I found that even on the easy level, the number of processes keeps growing slowly, and there isn't enough CPU time to keep all processes satisfied. I feel like the game is inherently setting you up for failure. Here is the script if anyone wants to play with it:
// ==UserScript==
// @name Auto-play "You're the OS!" game
// @include https://plbrault.github.io/youre-the-os/
// ==/UserScript==
(async function() {
const IO_EVENTS = {x: 160, y: 25};
const CPUS = 4;
const CPU1 = {x: 50+46, y: 50+42};
const SQUARE = {w: 64+5, h: 64+5};
const PROCESS = {x: 50+46, y: 155+42};
const PROCESS_ROWS = 6;
const PROCESS_COLS = 7;
let cnv = document.querySelector("body > canvas");
while (cnv.width != 1280 || cnv.height != 720)
await new Promise(res => setTimeout(res, 100));
while (true) {
const pixels = new Uint32Array(cnv.getContext("2d").getImageData(0, 0, cnv.width, cnv.height).data.buffer);
function getPixel(x, y) { return pixels[y * cnv.width + x]; }
if (getPixel(IO_EVENTS.x, IO_EVENTS.y) == 0xFF808000);
await pressKey("Space");
let cpuStatuses = [];
for (let i = 0; i < CPUS; i++) {
const p = getPixel(CPU1.x + SQUARE.w * i, CPU1.y);
cpuStatuses.push(
p == 0xFF000000 ? 1 :
p == 0xFF9A9B9B ? 2 :
p == 0xFF00FF00 ? 3 :
p == 0xFFE6D8B0 ? 4 :
0);
}
let processStatuses = [];
for (let r = 0; r < PROCESS_ROWS; r++) {
for (let c = 0; c < PROCESS_COLS; c++) {
const p = getPixel(PROCESS.x + SQUARE.w * c, PROCESS.y + SQUARE.h * r);
let s =
p == 0xFF000000 ? 1 :
p == 0xFF9A9B9B ? 2 :
p == 0xFF00FF00 ? 3 :
p == 0xFF00FFFF ? 4 :
p == 0xFF00A5FF ? 5 :
p == 0xFF0000FF ? 6 :
p == 0xFF00008B ? 7 :
p == 0xFF000050 ? 8 :
0;
if (s >= 3)
processStatuses.push({r, c, status: s});
}
}
processStatuses.sort((a, b) => a.status - b.status);
for (let i = 0; i < cpuStatuses.length; i++) {
if (cpuStatuses[i] < 1)
continue;
if (cpuStatuses[i] >= 2)
await pressKey("Digit" + "1234567890".charAt(i));
const p = processStatuses.pop();
if (p !== undefined)
await clickMouse(PROCESS.x + SQUARE.w * p.c, PROCESS.y + SQUARE.h * p.r);
}
await new Promise(res => setTimeout(res, 300));
}
async function clickMouse(x, y) {
const rect = cnv.getBoundingClientRect();
const opts = {
bubbles: true,
clientX: rect.left + x * rect.width / 1280,
clientY: rect.top + y * rect.height / 720,
};
cnv.dispatchEvent(new MouseEvent("mousemove", {...opts, buttons: 0}));
cnv.dispatchEvent(new MouseEvent("mousedown", {...opts, buttons: 1}));
cnv.dispatchEvent(new MouseEvent("mouseup", {...opts, buttons: 0}));
await new Promise(res => requestAnimationFrame(res));
}
async function pressKey(code) {
cnv.dispatchEvent(new KeyboardEvent("keydown", {code, bubbles: true}));
cnv.dispatchEvent(new KeyboardEvent("keyup", {code, bubbles: true}));
await new Promise(res => requestAnimationFrame(res));
}
})();
I can think of very few things that I'd rather not do then to be an OS. Talk about a thankless "game"...and I'm glad this came up.
Since when have games become more about just completing boring tasks and not about using your mind and dexterity to kill evildoers? Hell, the original Space Invaders was 100x more fun then this, and all we had to do was press a button to kill advancing aliens.
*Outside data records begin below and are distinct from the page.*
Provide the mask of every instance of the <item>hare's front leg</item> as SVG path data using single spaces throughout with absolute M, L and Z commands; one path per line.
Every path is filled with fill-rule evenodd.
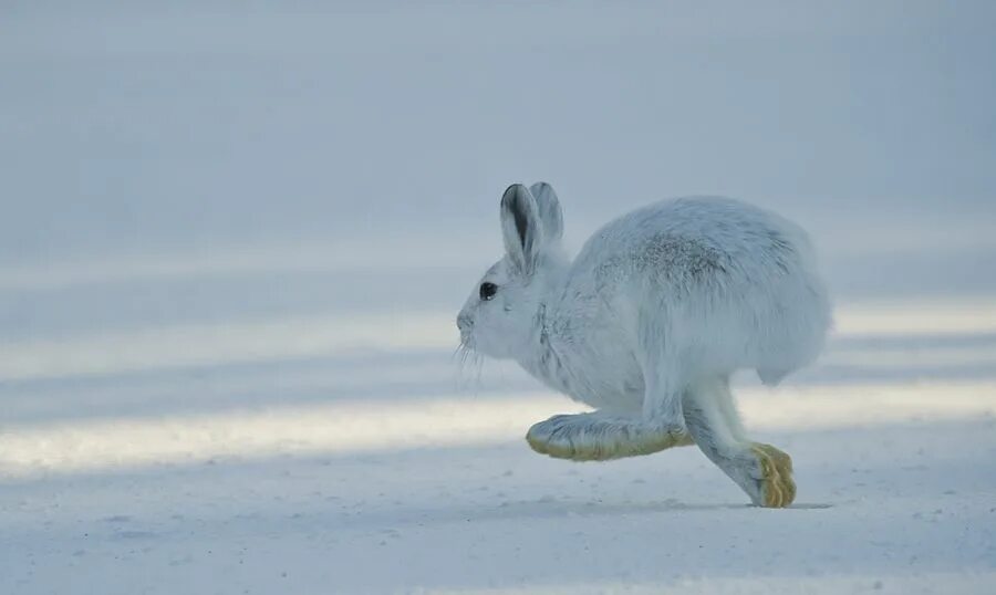
M 685 425 L 695 443 L 755 504 L 784 508 L 792 503 L 792 459 L 770 445 L 751 442 L 744 436 L 728 378 L 696 383 L 682 400 Z
M 693 443 L 683 430 L 602 411 L 553 416 L 529 428 L 526 440 L 537 452 L 573 461 L 636 457 Z

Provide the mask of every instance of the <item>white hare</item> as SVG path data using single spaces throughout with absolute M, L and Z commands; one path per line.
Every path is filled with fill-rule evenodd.
M 791 459 L 746 438 L 729 377 L 774 384 L 822 348 L 830 305 L 806 232 L 735 200 L 678 199 L 610 222 L 572 262 L 562 221 L 548 184 L 510 186 L 506 254 L 457 316 L 465 347 L 596 409 L 536 424 L 529 445 L 606 460 L 694 442 L 755 504 L 789 505 Z

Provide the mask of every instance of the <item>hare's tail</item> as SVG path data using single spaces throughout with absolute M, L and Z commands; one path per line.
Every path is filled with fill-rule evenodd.
M 694 443 L 687 432 L 599 411 L 553 416 L 529 428 L 526 440 L 537 452 L 573 461 L 636 457 Z

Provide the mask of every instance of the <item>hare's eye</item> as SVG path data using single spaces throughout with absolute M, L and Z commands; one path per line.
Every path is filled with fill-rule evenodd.
M 480 299 L 487 302 L 495 296 L 495 293 L 497 291 L 498 285 L 491 283 L 490 281 L 486 281 L 480 284 Z

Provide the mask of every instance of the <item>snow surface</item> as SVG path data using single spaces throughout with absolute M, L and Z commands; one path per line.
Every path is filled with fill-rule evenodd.
M 996 592 L 990 2 L 6 2 L 0 593 Z M 463 373 L 497 202 L 812 231 L 820 363 L 738 395 L 789 510 Z

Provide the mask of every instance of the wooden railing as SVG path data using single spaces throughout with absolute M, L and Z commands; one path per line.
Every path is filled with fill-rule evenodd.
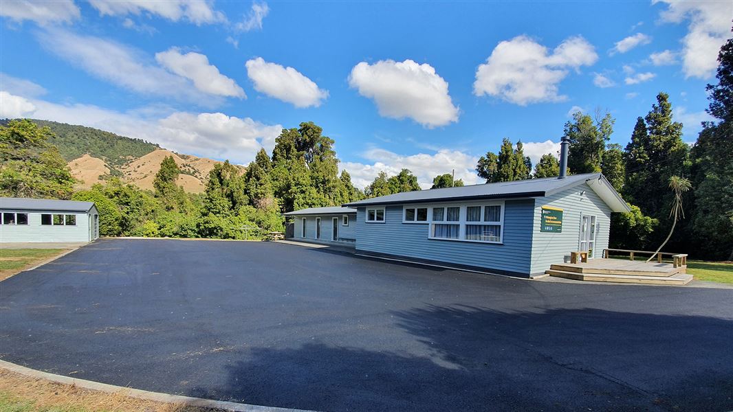
M 672 258 L 672 264 L 674 267 L 679 267 L 681 266 L 687 265 L 687 255 L 685 253 L 670 253 L 668 252 L 649 252 L 647 250 L 628 250 L 626 249 L 604 249 L 603 250 L 603 258 L 608 258 L 609 252 L 621 252 L 622 253 L 628 253 L 629 258 L 633 261 L 634 255 L 636 254 L 641 255 L 651 255 L 652 256 L 656 255 L 657 262 L 659 263 L 662 263 L 662 256 L 668 255 Z

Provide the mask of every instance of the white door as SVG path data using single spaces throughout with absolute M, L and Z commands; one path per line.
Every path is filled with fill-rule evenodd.
M 588 258 L 594 258 L 595 250 L 596 217 L 582 215 L 581 217 L 581 245 L 578 250 L 587 250 Z

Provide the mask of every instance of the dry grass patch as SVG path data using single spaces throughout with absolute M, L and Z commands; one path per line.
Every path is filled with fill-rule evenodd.
M 4 280 L 68 250 L 68 249 L 3 249 L 0 250 L 0 280 Z
M 130 397 L 29 378 L 0 368 L 0 412 L 224 412 Z

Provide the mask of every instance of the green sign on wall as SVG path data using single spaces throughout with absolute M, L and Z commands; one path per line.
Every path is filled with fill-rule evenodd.
M 542 206 L 540 232 L 559 233 L 562 232 L 562 209 L 556 207 Z

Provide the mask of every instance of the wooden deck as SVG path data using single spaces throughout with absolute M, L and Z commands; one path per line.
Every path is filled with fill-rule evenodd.
M 584 263 L 556 263 L 545 273 L 550 276 L 622 283 L 686 285 L 692 276 L 685 273 L 687 266 L 674 267 L 672 263 L 626 259 L 590 259 Z

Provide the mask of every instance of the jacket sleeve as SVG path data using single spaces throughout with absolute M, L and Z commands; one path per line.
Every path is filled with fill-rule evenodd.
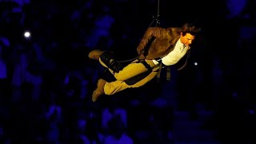
M 162 28 L 160 27 L 149 27 L 145 32 L 142 39 L 141 40 L 138 46 L 137 47 L 137 52 L 138 54 L 142 54 L 142 51 L 146 46 L 148 44 L 149 41 L 154 38 L 159 37 L 161 34 L 161 30 Z

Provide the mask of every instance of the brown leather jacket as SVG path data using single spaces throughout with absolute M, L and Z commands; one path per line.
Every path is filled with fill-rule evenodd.
M 138 54 L 145 55 L 145 59 L 155 59 L 167 55 L 174 50 L 176 42 L 180 38 L 180 31 L 181 28 L 179 27 L 170 27 L 166 29 L 161 27 L 148 28 L 137 47 Z M 145 50 L 144 48 L 153 38 L 155 38 L 155 39 L 152 42 L 149 49 Z M 147 54 L 142 54 L 143 50 Z M 189 51 L 187 51 L 187 54 Z M 178 70 L 182 69 L 186 65 L 187 54 L 186 56 L 183 57 L 186 57 L 185 63 Z

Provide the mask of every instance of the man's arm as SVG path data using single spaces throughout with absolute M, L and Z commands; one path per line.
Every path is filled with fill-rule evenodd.
M 144 34 L 142 39 L 141 40 L 138 46 L 137 47 L 137 52 L 138 54 L 142 54 L 143 53 L 143 50 L 146 46 L 154 37 L 158 37 L 160 35 L 160 32 L 162 28 L 160 27 L 149 27 Z

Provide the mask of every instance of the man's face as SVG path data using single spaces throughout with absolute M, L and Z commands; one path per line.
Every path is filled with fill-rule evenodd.
M 186 46 L 191 45 L 192 41 L 194 41 L 194 36 L 191 35 L 190 33 L 186 33 L 185 35 L 181 33 L 181 42 Z

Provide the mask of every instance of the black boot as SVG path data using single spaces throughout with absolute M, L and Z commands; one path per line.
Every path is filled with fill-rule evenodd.
M 105 51 L 100 56 L 101 61 L 114 72 L 118 73 L 123 69 L 123 66 L 120 62 L 117 62 L 112 51 Z

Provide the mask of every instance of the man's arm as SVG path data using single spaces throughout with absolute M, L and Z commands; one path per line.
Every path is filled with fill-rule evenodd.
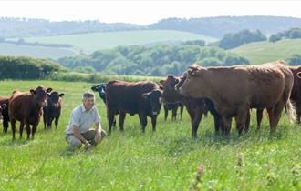
M 78 138 L 87 147 L 91 146 L 91 145 L 81 136 L 80 131 L 78 126 L 75 125 L 72 126 L 72 133 L 77 138 Z

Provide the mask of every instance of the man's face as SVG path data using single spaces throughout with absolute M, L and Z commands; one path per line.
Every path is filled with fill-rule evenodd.
M 90 110 L 94 106 L 94 97 L 84 97 L 83 104 L 88 111 Z

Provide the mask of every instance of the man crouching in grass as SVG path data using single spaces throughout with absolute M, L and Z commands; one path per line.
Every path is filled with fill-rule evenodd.
M 101 130 L 99 111 L 94 106 L 94 94 L 86 92 L 82 98 L 83 104 L 73 109 L 66 130 L 66 140 L 72 149 L 80 147 L 81 144 L 89 148 L 100 143 L 106 136 L 106 132 Z M 93 124 L 95 129 L 90 129 Z

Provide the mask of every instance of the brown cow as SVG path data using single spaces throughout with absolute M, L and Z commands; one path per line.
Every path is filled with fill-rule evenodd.
M 151 117 L 152 130 L 156 130 L 157 116 L 161 104 L 161 93 L 154 82 L 130 83 L 118 80 L 108 82 L 106 86 L 107 117 L 109 132 L 111 131 L 114 116 L 119 111 L 119 128 L 123 131 L 126 113 L 139 114 L 142 131 L 145 132 L 147 116 Z
M 227 135 L 234 116 L 238 133 L 242 134 L 249 108 L 267 109 L 271 132 L 275 130 L 286 103 L 290 119 L 293 118 L 289 97 L 294 77 L 282 61 L 231 67 L 194 65 L 185 75 L 180 93 L 211 99 L 223 116 Z
M 47 106 L 43 108 L 44 128 L 47 125 L 51 128 L 52 121 L 55 119 L 56 129 L 57 128 L 58 119 L 62 109 L 62 97 L 64 93 L 51 92 L 47 94 Z
M 8 114 L 12 126 L 13 140 L 16 139 L 16 121 L 20 121 L 20 138 L 24 129 L 26 127 L 27 139 L 30 136 L 30 125 L 32 125 L 32 138 L 35 136 L 36 126 L 43 115 L 43 106 L 47 106 L 47 93 L 52 91 L 52 88 L 47 90 L 38 86 L 36 90 L 31 89 L 30 92 L 14 91 L 14 95 L 10 98 Z
M 0 112 L 0 116 L 2 114 L 4 133 L 7 133 L 7 129 L 8 129 L 8 122 L 9 122 L 8 103 L 9 103 L 8 96 L 0 97 L 0 106 L 2 107 L 2 112 Z
M 175 121 L 177 118 L 177 111 L 178 108 L 180 107 L 180 115 L 181 115 L 181 119 L 183 117 L 183 108 L 184 106 L 182 102 L 176 102 L 176 103 L 163 103 L 163 108 L 164 108 L 164 120 L 166 121 L 167 116 L 168 116 L 168 111 L 171 110 L 171 115 L 172 115 L 172 121 Z
M 182 77 L 181 80 L 182 79 Z M 175 89 L 179 82 L 180 78 L 174 77 L 173 75 L 169 75 L 166 80 L 160 81 L 163 87 L 161 100 L 163 103 L 175 103 L 180 101 L 185 105 L 192 122 L 192 137 L 197 137 L 200 121 L 202 115 L 206 114 L 208 109 L 214 116 L 215 132 L 218 133 L 220 130 L 223 130 L 221 116 L 214 109 L 213 104 L 209 99 L 192 98 L 179 94 Z

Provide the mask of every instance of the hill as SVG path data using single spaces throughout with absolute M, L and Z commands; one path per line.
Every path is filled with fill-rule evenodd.
M 287 60 L 294 54 L 301 53 L 301 39 L 285 39 L 271 42 L 250 43 L 229 50 L 247 58 L 251 65 L 263 64 L 278 59 Z
M 57 59 L 64 56 L 77 55 L 76 51 L 69 48 L 55 48 L 33 45 L 16 45 L 13 44 L 0 43 L 1 55 L 26 55 L 38 58 Z
M 53 35 L 24 38 L 26 42 L 69 44 L 84 52 L 109 49 L 119 45 L 175 43 L 188 40 L 215 41 L 215 38 L 171 30 L 140 30 L 123 32 L 89 33 L 70 35 Z

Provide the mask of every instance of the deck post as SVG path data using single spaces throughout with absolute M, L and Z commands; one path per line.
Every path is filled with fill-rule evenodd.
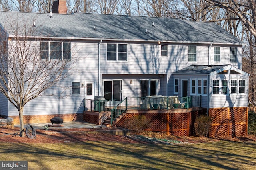
M 169 113 L 166 113 L 166 135 L 168 135 L 170 134 L 169 129 Z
My wife plays a game where you use a pressure washer to clean areas up. Also plays a lawn mowing simulator. Oh, and a game where you run a supermarket, where you maintain inventory, stock shelves, and operate the checkout. Some people just like these types of things.
This didn't get a lot of traction the other time I saw it, but one easily imagines this as part of a a game to teach operating systems, starting from no MMU all the way to how we manage distributed supercomputers like a DGX GB300, or Google's borg.